When we started digging, we found so much more fraud than we’d expected. Impressions. Clicks. Installs. The figures were inflated with fakes, and you just couldn’t tell. Businesses were throwing money at suppliers that would never give them genuine results.

That’s a big problem for brands: they’re using these numbers to make important spending decisions - and often wasting huge amounts of marketing budgets. With the size and value of the user acquisition market, it’s a huge problem.

See reality as it really is

So how do you get real numbers that see past the fraud? It comes down to getting better data and getting more data.

You need to look at every relevant data point you can get your hands on – just like Truman when he started to see things that didn’t fit. We look at five main types of data, collating and analysing them to ask three questions: Is the user a real person? Is the device what it claims to be? Is it in the right location?

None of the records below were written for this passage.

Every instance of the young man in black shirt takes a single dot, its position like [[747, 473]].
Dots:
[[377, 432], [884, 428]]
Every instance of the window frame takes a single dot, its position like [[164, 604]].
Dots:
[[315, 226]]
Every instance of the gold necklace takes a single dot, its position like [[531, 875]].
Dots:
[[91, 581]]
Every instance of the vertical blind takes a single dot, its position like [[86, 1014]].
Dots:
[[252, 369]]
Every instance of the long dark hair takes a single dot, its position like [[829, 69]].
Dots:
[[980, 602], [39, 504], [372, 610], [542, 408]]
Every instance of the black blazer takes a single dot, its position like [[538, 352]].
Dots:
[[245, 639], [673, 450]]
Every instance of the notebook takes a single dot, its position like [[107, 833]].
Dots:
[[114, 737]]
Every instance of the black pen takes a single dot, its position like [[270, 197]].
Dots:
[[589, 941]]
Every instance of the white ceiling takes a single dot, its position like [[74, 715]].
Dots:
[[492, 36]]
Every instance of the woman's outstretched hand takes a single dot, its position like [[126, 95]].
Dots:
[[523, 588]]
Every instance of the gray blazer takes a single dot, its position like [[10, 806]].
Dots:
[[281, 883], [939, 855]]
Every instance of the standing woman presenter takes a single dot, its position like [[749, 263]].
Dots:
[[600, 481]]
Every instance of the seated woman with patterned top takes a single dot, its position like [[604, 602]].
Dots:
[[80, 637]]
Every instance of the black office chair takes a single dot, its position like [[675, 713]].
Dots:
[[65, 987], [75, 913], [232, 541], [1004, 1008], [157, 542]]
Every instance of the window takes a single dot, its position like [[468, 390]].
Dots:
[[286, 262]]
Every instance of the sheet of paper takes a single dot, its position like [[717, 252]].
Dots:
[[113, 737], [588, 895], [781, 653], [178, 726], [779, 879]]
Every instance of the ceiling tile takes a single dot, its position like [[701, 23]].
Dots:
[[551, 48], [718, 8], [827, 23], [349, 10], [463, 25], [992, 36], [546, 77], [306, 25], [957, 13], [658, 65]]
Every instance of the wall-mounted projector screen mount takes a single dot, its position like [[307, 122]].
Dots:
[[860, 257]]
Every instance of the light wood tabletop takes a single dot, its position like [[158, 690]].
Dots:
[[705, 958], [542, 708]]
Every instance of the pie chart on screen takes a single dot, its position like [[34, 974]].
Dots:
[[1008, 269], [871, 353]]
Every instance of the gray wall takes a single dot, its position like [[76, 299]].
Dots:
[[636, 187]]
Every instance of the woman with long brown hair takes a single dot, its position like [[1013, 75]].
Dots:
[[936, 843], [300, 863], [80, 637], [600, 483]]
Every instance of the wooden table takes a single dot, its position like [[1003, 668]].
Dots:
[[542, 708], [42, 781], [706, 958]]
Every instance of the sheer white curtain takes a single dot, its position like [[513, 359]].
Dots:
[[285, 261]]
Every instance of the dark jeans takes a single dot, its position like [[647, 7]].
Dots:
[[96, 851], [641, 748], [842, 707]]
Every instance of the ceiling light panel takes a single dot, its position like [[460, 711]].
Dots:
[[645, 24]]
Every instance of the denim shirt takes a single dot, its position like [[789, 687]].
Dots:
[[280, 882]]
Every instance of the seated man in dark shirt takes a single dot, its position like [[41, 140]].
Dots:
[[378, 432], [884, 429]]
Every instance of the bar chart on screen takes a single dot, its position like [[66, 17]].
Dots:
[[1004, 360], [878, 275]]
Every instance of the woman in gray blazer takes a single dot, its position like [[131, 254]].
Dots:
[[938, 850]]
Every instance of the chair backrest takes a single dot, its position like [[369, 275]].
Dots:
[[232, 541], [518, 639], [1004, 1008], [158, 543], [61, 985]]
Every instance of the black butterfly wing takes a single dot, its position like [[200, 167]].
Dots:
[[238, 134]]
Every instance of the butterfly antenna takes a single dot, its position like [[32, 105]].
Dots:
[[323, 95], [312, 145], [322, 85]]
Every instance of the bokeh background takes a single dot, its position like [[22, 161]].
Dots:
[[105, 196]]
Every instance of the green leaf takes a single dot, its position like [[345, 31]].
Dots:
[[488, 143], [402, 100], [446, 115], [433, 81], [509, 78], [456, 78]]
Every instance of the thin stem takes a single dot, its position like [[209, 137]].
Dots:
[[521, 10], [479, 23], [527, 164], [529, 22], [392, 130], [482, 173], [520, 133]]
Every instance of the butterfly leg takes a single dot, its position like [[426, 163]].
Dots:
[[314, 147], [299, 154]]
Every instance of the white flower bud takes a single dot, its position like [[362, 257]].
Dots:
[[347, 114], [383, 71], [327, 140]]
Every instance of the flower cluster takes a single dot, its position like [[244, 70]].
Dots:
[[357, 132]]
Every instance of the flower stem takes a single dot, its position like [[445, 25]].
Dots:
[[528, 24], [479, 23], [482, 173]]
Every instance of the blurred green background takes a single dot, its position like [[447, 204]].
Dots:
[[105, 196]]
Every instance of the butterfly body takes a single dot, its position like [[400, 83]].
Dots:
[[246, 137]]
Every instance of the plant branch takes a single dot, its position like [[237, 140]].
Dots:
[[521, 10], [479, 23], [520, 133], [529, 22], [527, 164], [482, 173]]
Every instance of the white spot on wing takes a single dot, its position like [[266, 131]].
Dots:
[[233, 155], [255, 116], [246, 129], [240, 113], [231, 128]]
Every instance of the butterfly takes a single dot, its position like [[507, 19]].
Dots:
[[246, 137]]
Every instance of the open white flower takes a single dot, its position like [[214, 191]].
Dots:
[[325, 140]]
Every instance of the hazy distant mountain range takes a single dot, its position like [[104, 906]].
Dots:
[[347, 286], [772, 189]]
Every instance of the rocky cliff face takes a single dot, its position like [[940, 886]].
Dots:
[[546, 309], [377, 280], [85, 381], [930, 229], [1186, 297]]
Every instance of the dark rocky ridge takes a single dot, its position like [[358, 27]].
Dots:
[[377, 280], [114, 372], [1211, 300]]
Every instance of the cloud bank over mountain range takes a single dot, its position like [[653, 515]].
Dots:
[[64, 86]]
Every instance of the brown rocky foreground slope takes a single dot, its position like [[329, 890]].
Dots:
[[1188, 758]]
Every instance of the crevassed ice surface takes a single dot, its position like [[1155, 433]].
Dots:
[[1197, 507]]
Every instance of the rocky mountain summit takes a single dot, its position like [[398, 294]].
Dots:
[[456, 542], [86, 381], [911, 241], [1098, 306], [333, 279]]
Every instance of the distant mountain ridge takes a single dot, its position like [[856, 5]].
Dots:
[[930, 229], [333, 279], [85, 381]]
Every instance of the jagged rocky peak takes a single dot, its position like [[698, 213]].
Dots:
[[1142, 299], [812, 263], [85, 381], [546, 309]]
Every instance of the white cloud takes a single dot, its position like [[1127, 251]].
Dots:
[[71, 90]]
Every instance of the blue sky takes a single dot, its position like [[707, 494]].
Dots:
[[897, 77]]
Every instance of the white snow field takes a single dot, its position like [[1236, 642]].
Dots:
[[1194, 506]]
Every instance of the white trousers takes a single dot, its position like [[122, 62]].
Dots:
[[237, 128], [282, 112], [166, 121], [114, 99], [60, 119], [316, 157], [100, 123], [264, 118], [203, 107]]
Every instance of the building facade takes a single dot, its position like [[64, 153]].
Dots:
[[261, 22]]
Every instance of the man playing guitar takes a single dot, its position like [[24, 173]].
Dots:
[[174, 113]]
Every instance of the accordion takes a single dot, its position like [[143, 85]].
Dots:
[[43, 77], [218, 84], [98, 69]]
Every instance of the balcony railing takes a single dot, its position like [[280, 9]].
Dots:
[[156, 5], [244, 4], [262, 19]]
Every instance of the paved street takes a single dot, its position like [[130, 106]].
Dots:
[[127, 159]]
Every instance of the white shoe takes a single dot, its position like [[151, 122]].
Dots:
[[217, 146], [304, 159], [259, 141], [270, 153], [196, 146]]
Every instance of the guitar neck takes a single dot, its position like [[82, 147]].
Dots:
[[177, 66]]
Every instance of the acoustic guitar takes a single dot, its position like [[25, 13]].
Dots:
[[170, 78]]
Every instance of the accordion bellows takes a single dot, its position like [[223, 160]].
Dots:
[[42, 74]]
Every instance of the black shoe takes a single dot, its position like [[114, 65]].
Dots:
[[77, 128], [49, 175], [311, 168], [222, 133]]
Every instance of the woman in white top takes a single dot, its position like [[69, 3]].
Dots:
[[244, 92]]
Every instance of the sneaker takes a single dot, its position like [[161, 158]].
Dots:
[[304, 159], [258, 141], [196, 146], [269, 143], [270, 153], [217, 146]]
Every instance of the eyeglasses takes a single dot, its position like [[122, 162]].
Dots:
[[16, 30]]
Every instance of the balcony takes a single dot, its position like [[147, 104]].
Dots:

We’ll ask these questions at five different parts of the user acquisition process:

  1.  Pre-bid – does your bid request data support subsequent event evidence?
  2.  Impression – is it a human, viewable impression?
  3.  Click – is it a real click, or a fake one?
  4.  Install data – does the app download properly, and is it opened by a person?
  5.  Post-install data – how often does the user return, and does it look like genuine user behaviour?

We also use broader datasets than the attribution platforms have access to, so we can find patterns that wouldn’t be obvious in a smaller sample.

With traditional analytics, you might see an iPhone 11 with a UK IP address using Vodafone. With enough extra data points, you can pick it out as a human install farm in south east Asia. Once you start running these checks and comparing them across all your installs, you can build up a clear and genuine picture of your genuine user base and your fraudulent user base.

Why choose an unreal reality?

It can be a bitter pill to swallow. Like Truman, we didn't expect as much fraud as we found.  And because brands are spending so much money on user acquisition, there’s a strong incentive for bad actors to keep pushing fraudulent installs... Some businesses even choose to ignore it, preferring to stay with the numbers they know and feel safe on Seahaven Island.

But seeing through to the underlying reality means better decisions – and huge savings on user acquisition. Each dollar you spend will get you better results. You can choose better networks. Better targeting. Genuine results.

As Truman might put it, it’s your chance to say ‘Good afternoon, good evening and good night’ to user acquisition fraud.